[RFC v2] mac80211: implement eBDP algorithm to fight bufferbloat

Mon Feb 21 08:12:14 PST 2011

On 02/21/2011 10:28 AM, Johannes Berg wrote:
> On Fri, 2011-02-18 at 16:21 -0500, John W. Linville wrote:
>> This is an implementation of the eBDP algorithm as documented in
>> Section IV of "Buffer Sizing for 802.11 Based Networks" by Tianji Li,
>> et al.
>>
>> 	http://www.hamilton.ie/tianji_li/buffersizing.pdf
>>
>> This implementation timestamps an skb before handing it to the
>> hardware driver, then computes the service time when the frame is
>> freed by the driver.  An exponentially weighted moving average of per
>> fragment service times is used to restrict queueing delays in hopes
>> of achieving a target fragment transmission latency.
>>
>> Signed-off-by: John W. Linville<linville at tuxdriver.com>
>> ---
>> v1 ->  v2:
>> - execute algorithm separately for each WMM queue
>> - change ewma scaling parameters
>> - calculate max queue len only when new latency data is received
>> - stop queues when occupancy limit is reached rather than dropping
>> - use skb->destructor for tracking queue occupancy
>>
>> Johannes' comment about tx status reporting being unreliable (and what
>> he was really saying) finally sunk-in.  So, this version uses
>> skb->destructor to track in-flight fragments.  That should handle
>> fragments that get silently dropped in the driver for whatever reason
>> without leaking queue capacity.  Correct me if I'm wrong!
>
> Yeah, I had that idea as well. Could unify the existing skb_orphan()
> call though :-)
>
> However, Nathaniel is right -- if the skb is freed right away during
> tx() you kinda estimate its queue time to be virtually zero. That
> doesn't make a lot of sense and might in certain conditions exacerbate
> the problem, for example if the system is out of memory more packets
> might be allowed through than in normal operation etc.
>
> Also, for some USB drivers I believe SKB lifetime has no relation to
> queue size at all because the data is just shuffled into an URB. I'm not
> sure we can solve this generically. I'm not really sure how this works
> for USB drivers, I think they queue up frames with the HCI controller
> rather than directly with the device.

Let me give a concrete example:

I checked with Javier Cardona about the Marvell module (libertas driver) 
used on OLPC a couple months ago.

It turns out there are 4 packets of buffering out in the wireless module 
itself (clearly needed for autonomous forwarding).

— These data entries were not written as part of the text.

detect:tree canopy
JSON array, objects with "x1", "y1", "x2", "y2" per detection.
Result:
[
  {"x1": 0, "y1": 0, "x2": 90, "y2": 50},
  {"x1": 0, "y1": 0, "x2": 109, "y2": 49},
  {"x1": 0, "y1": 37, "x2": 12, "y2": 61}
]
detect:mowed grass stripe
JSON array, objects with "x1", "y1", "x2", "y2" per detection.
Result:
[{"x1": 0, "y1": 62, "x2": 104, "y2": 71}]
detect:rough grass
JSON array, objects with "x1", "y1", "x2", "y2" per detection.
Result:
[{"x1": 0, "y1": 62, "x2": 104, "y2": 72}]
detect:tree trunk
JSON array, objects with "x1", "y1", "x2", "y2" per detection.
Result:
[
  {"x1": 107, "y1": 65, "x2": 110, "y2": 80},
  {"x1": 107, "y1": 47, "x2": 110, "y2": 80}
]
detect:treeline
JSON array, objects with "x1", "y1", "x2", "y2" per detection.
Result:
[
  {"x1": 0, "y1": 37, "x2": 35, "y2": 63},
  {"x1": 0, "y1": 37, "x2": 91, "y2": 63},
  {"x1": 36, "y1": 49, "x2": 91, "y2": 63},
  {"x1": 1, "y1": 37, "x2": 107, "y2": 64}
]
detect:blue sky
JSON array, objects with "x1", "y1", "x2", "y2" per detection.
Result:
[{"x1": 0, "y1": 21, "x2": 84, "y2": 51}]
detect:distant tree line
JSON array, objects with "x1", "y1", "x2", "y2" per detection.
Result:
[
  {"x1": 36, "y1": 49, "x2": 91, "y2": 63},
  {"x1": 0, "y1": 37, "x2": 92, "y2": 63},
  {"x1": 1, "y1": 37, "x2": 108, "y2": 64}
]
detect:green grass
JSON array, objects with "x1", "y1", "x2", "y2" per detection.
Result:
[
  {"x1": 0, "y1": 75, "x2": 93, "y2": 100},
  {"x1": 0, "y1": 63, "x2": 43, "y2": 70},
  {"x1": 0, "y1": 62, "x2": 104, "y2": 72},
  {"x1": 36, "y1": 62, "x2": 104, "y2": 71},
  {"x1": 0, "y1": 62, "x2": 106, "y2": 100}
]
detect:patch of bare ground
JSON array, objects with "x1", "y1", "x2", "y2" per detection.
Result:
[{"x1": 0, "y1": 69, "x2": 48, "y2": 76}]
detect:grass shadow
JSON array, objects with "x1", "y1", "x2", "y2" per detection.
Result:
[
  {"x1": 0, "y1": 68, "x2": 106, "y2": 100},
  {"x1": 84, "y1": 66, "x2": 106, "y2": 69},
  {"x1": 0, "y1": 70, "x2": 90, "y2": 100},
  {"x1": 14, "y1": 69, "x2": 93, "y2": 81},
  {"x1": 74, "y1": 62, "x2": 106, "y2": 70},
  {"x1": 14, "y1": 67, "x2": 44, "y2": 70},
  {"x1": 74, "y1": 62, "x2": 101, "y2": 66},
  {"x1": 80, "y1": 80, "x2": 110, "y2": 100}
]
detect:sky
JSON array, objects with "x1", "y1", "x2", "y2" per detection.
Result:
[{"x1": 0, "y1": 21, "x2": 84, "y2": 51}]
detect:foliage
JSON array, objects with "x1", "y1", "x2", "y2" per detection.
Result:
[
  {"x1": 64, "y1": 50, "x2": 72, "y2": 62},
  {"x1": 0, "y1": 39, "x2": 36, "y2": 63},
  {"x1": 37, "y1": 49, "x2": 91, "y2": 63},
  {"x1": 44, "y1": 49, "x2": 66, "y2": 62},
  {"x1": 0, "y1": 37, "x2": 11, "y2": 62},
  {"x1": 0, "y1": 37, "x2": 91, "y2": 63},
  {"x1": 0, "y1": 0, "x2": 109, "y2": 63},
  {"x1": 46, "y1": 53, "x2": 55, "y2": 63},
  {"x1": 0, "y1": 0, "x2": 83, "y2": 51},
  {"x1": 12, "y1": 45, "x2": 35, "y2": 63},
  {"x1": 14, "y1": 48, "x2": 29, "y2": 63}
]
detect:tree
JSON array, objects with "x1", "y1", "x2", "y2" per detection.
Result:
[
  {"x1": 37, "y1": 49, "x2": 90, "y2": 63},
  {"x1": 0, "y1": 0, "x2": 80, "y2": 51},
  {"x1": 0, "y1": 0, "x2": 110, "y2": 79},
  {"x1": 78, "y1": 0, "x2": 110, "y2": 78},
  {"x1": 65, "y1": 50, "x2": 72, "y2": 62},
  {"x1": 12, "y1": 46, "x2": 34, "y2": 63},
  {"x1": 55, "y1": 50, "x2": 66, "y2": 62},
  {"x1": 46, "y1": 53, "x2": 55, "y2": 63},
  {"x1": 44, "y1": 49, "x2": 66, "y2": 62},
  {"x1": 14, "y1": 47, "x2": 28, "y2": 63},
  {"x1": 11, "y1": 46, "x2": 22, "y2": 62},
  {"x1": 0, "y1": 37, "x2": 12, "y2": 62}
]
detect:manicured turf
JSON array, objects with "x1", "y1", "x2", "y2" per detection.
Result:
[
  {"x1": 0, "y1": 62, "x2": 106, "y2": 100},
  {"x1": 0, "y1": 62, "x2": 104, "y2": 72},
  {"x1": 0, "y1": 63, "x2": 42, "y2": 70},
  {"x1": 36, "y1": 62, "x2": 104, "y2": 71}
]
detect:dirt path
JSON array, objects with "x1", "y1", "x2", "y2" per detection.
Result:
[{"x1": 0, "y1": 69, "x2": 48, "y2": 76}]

There is also one packet buffer in the device driver itself; Dave 
Woodhouse says it simplified the driver greatly.

I don't know if anyone has been thinking about how to manage the 
buffering from top to bottom, with devices that may do internal 
buffering in various places.

>
> Finally, this isn't taking into account any of the issues about
> aggregation and AP mode. Remember that both with multiple streams (on
> different ACs) and even more so going to different stations
> (AP/IBSS/mesh modes, and likely soon even in STA mode with (T)DLS, and
> let's not forget 11ac/ad) there may be vast differences in the time
> different frames spend on a queue which are not just due to bloated
> queues. I'm concerned about this since none of it has been taken into
> account in the paper you're basing this on, all evaluations seem to be
> pretty much based on a single traffic stream.
>
> Overall, I think there should be some more research first. This might
> help in some cases, but do we know it won't completely break throughput
> in other cases?
>
			- Jim